The t-SWNT counter electrode and contact to the working electrode (both typically 60 nm thick) were airbrushed through a shadow mask (see below) onto prepatterned gold contacts on glass substrates (Schott AF 32 eco, 300 μm). After deposition, the films were soaked in DI water overnight to remove the surfactant. Subsequently, the 2.5 × 2.0 mm2 active film of polymer-sorted SWNTs was aerosol-jet-printed (see below) with a 0.4 × 2.0 mm2 overlap area with the t-SWNT contact. Rinsing the sample with tetrahydrofuran removed residual terpineol. A solution of an ionic liquid—either 1-ethyl-3-methylimidazolium tris(pentafluoro-ethyl)trifluorophosphate ([EMIM][FAP], Merck), 1-ethyl-3-methylimidazolium bis(trifluoro-sulfonyl)imide ([EMIM][TFSI], Merck), or 1-ethyl-3-methylimidazolium tetracyanoborate ([EMIM][TCB], Merck)]—and the polymer poly(vinylidene fluoride-co-hexafluoro-propylene) (Sigma-Aldrich, Mw = 400 kg mol–1) in acetone (4:1:14 by mass) was spin-coated (2000 rpm, 30 s) onto the samples, and excess iongel was removed with acetone. After annealing at 80 °C in dry nitrogen atmosphere overnight, the devices were encapsulated by placing a cover glass slide (Schott AF 32 eco, 300 μm) on top and sealing it with UV-curing epoxy (DELO KATIOBOND LP655) by low dose exposure at 400 nm (DELOLUX 20).

Airbrush Spraying Process

t-SWNT dispersion (7.5 mL) was used for airbrush deposition (Harder and Steenbeck, Infinity airbrush, 0.15 mm nozzle).

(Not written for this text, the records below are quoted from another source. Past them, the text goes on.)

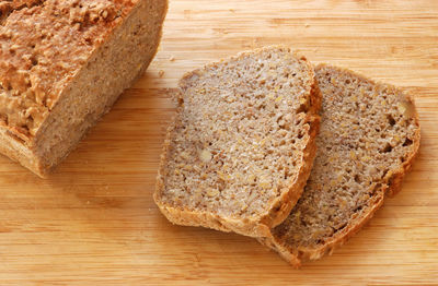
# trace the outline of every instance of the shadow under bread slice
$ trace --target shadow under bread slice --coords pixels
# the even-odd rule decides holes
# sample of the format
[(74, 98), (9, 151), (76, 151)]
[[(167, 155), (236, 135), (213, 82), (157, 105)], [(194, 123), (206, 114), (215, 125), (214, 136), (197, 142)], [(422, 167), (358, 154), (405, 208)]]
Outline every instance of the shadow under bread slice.
[(313, 169), (288, 218), (260, 239), (295, 266), (332, 253), (400, 191), (420, 138), (401, 90), (325, 64), (315, 73), (323, 99)]
[(261, 237), (300, 196), (321, 95), (304, 57), (267, 47), (180, 82), (154, 200), (174, 224)]

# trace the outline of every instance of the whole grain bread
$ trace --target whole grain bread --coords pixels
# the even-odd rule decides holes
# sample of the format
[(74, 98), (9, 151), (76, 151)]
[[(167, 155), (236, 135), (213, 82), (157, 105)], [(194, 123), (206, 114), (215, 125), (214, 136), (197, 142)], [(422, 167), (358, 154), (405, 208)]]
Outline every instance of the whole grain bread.
[(44, 177), (152, 60), (166, 0), (0, 3), (0, 152)]
[(300, 196), (321, 96), (286, 47), (211, 63), (180, 82), (154, 200), (174, 224), (266, 236)]
[(299, 202), (260, 239), (292, 265), (332, 253), (394, 194), (419, 147), (413, 99), (348, 70), (315, 68), (322, 93), (318, 155)]

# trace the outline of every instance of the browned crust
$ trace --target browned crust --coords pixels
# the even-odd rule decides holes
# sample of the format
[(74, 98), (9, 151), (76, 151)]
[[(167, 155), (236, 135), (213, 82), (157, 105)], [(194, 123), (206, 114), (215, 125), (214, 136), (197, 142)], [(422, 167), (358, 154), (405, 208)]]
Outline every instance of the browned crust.
[[(284, 46), (278, 46), (278, 47), (286, 48)], [(255, 49), (253, 51), (241, 52), (238, 56), (232, 57), (231, 59), (239, 59), (245, 57), (249, 53), (258, 52), (261, 50), (272, 49), (272, 48), (275, 47), (270, 46), (262, 49)], [(286, 49), (290, 50), (289, 48)], [(299, 175), (297, 176), (296, 180), (290, 183), (289, 190), (287, 192), (284, 192), (281, 196), (279, 196), (272, 204), (270, 211), (267, 214), (254, 221), (245, 219), (243, 222), (242, 219), (222, 217), (208, 212), (194, 212), (186, 208), (181, 210), (173, 207), (171, 205), (165, 205), (160, 200), (160, 194), (164, 190), (163, 174), (164, 174), (164, 166), (166, 165), (168, 162), (166, 154), (171, 144), (170, 141), (171, 134), (175, 128), (173, 123), (168, 129), (168, 135), (164, 141), (159, 172), (157, 177), (157, 188), (153, 194), (153, 199), (157, 205), (159, 206), (160, 211), (171, 223), (185, 226), (204, 226), (222, 231), (234, 231), (251, 237), (266, 237), (269, 235), (270, 233), (269, 229), (272, 227), (275, 227), (276, 225), (280, 224), (289, 215), (290, 211), (292, 210), (292, 207), (295, 206), (295, 204), (297, 203), (298, 199), (302, 193), (306, 181), (310, 176), (310, 170), (312, 168), (313, 159), (316, 155), (315, 138), (320, 127), (320, 116), (318, 115), (318, 112), (321, 108), (321, 93), (318, 87), (318, 82), (314, 78), (313, 67), (311, 65), (311, 63), (307, 61), (304, 57), (298, 56), (296, 53), (295, 56), (307, 62), (309, 70), (312, 72), (311, 79), (313, 79), (313, 82), (308, 91), (310, 102), (309, 102), (309, 110), (306, 117), (306, 121), (310, 124), (309, 141), (303, 151), (303, 162), (299, 170)], [(204, 69), (228, 60), (229, 59), (222, 59), (219, 62), (209, 63)], [(197, 69), (193, 72), (186, 73), (181, 81), (191, 76), (192, 74), (200, 72), (201, 69)]]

The carrier gas pressure, throwing distance, and needle displacement were fixed at 5 bar, 14 cm, and 300 μm, respectively. The substrate temperature was 140 °C.

Aerosol-Jet Printing

Polymer-sorted SWNT inks were printed with an Aerosol Jet 200 printer (Optomec Inc.), as described previously.[42] The movable sample stage was at 100 °C to enable fast evaporation of toluene. A 200 μm inner diameter nozzle was used at a sheath gas flow of 30 sccm and a carrier gas flow of 25 sccm. Repeated printing cycles of grids were used to adjust the film thickness between 10 and 360 nm.

Characterization

Absorption spectra were recorded with a Cary 6000i absorption spectrometer (Varian Inc.) in a double beam mode. High-resolution images of SWNT networks were obtained with a Bruker Dimension Icon atomic force microscope and a JEOL JSM-7610F field-emission scanning electron microscope. Film thicknesses were determined with a Bruker DektakXT stylus profilometer. Two-electrode electrochemical measurements under potentiostatic control were performed with a ModuLab XM MTS impedance analyzer (Solartron Analytical).